1. Probe for participants' suspicions
This element is most commonly done orally, not via the Debriefing Statement
- Ask the participants if they have any questions about the study
- Ask if they were suspicious about the procedures or purpose of the study
- Ask if they can guess about what the research study is about
- Ask for their feelings about and reactions to the study
- Ask if they had heard anything about the study from other participants
2. Explain considerately how and why deception was employed
- Respond appropriately to the participant’s answers in the conversation above (e.g., “You were on the right track. We couldn’t tell you about what we’re studying in advance, but I’d like to tell you more about what we’re studying now…”)
- Mention that sometimes when participants know the true purpose of an experiment, their answers can be affected in ways that can jeopardize the results of the study
- Emphasize that it was the not the gullibility of the participant but rather the skill of the experimenter that is responsible for the success of the deception
- Acknowledge the irony of deceiving participants in order to approach “the truth"
- Remind participants that deception is not meant to embarrass them and that it is only employed when absolutely necessary; there is nothing wrong with them if they believed the cover story
- Clarify the specific deception employed in the experiment and specify that assurances of confidentiality, information regarding compensation, and ability to withdraw without penalty, etc. are true
3. Make the actual purpose of the study clear
- Describe what is being studied and include relevant previous findings as appropriate
- Relate the research to something participants may have learned in class
- Explain anticipated or observed results so far
- Offer to provide them with the study results (but do create a process for actually doing so)
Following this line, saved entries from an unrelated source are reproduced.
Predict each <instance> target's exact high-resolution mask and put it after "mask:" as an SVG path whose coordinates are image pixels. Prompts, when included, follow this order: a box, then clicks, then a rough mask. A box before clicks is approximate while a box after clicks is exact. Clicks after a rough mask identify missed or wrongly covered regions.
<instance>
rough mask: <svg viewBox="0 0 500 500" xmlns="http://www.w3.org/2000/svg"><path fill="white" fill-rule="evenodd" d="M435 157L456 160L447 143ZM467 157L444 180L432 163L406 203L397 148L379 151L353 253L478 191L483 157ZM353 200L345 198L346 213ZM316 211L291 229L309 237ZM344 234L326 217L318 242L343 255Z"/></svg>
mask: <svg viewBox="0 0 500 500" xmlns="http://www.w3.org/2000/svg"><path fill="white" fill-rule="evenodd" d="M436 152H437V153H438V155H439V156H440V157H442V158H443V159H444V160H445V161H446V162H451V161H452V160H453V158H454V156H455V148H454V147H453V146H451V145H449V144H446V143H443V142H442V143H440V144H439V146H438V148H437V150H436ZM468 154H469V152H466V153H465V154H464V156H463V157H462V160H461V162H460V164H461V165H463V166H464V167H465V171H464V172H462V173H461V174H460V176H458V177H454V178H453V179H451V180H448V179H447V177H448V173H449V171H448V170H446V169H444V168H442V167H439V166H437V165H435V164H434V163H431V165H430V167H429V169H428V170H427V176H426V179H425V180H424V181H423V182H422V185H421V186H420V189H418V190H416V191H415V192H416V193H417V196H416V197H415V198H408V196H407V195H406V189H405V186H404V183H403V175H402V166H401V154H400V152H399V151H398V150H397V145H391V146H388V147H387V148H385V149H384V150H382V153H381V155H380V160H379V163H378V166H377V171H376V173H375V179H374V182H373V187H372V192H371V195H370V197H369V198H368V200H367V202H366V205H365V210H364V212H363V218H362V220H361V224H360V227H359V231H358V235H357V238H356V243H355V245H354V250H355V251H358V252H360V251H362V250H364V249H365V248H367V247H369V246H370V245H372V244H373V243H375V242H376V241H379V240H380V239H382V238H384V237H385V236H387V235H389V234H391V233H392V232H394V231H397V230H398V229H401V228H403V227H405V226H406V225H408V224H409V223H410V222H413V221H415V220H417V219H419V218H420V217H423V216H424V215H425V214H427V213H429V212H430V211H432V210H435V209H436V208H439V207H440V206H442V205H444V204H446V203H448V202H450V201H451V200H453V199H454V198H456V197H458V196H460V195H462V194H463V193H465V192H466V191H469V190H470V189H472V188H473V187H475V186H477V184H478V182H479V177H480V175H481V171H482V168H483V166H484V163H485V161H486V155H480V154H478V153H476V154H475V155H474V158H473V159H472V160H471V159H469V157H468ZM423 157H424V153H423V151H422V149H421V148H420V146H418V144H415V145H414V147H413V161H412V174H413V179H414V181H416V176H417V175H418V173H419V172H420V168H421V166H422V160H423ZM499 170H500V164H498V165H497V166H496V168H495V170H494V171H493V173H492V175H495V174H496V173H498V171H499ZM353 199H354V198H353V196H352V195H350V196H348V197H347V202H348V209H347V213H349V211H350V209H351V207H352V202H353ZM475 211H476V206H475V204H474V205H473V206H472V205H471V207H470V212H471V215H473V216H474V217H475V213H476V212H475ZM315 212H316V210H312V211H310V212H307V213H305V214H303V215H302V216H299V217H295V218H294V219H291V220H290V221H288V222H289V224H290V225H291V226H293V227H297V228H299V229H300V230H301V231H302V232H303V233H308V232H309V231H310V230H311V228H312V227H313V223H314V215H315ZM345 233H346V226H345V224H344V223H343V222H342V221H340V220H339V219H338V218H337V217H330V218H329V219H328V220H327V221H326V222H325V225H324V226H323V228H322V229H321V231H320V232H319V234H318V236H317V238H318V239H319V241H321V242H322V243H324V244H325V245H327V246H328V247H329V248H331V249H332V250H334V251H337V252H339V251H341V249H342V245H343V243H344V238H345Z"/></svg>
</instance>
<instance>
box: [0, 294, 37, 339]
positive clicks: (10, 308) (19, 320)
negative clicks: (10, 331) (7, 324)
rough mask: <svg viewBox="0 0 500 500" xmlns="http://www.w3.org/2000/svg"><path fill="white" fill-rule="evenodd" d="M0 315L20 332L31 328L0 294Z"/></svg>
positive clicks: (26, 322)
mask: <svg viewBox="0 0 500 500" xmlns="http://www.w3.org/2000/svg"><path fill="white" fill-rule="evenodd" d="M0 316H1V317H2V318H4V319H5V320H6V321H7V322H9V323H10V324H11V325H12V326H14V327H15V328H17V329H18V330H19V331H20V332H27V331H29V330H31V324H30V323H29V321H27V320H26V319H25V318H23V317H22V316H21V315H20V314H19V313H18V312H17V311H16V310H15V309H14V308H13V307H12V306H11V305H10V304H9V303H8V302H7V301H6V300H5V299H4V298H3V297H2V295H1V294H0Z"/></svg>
4. Ensure that participants leave with a positive feeling about research
- Assess the participants’ state of mind before they leave, they should feel no worse than they did before the study (if they do, be sure to refer them to Counseling Services and you should complete an Adverse Events Form)
- If the study involves sensitive topics, it may be appropriate to give participants an opportunity to withdraw their consent to participate now that they know about the deception
- Ask the participant not to reveal any information about the study to others
- Thank the participants and provide contact information for the head researcher so that the participants may contact them with future questions or concerns
Debriefing Statements should include at least:
- Thank you to participants for taking the time to participate in the study
- Explanation of what was being studied using lay terms and avoiding the use of jargon
- Explanation of how participants were deceived
- Explanation of why deception was necessary in order to carry out the research
- A statement of what to do if they have unaddressed problems with their treatment as a research participant
- If the study involves use of audio or videotaping an individual participant, give the participant an opportunity to withdraw his/her consent for use of the tapes and, potentially, withdraw from the study all together, after the true purpose of the study is revealed. The IRB suggests that participants be given at least 48 hours to make this decision and provide contact information for who participants should contact regarding their withdrawal from the study. This option must be given to participants even if they were video or audiotaped during a focus group or during an experiment involving other participants. If a participant decides to withdraw, the researcher must use video editing tools to make an individual who withdraws unidentifiable. If tools are not available, the researcher cannot use the video or audiotape
Under most circumstances, the IRB expects that participants will be debriefed at the conclusion of their participation, before they leave the experimental session. If researchers believe this is not an appropriate procedure for their study, they must clearly justify this decision in their IRB Research Protocol Form and describe when and how participants will be debriefed.
There are some rare instances in which debriefing may cause more harm than the deception itself. For example, if a participant is selected for participation based upon certain characteristics (e.g., being voted physically unattractive by peers), it might not be appropriate to describe that aspect of the selection. Researchers who believe that debriefing will cause more harm than the deception must clearly justify the decision not to debrief in their IRB Research Protocol Form. The IRB will make final determinations about whether and when debriefing is necessary.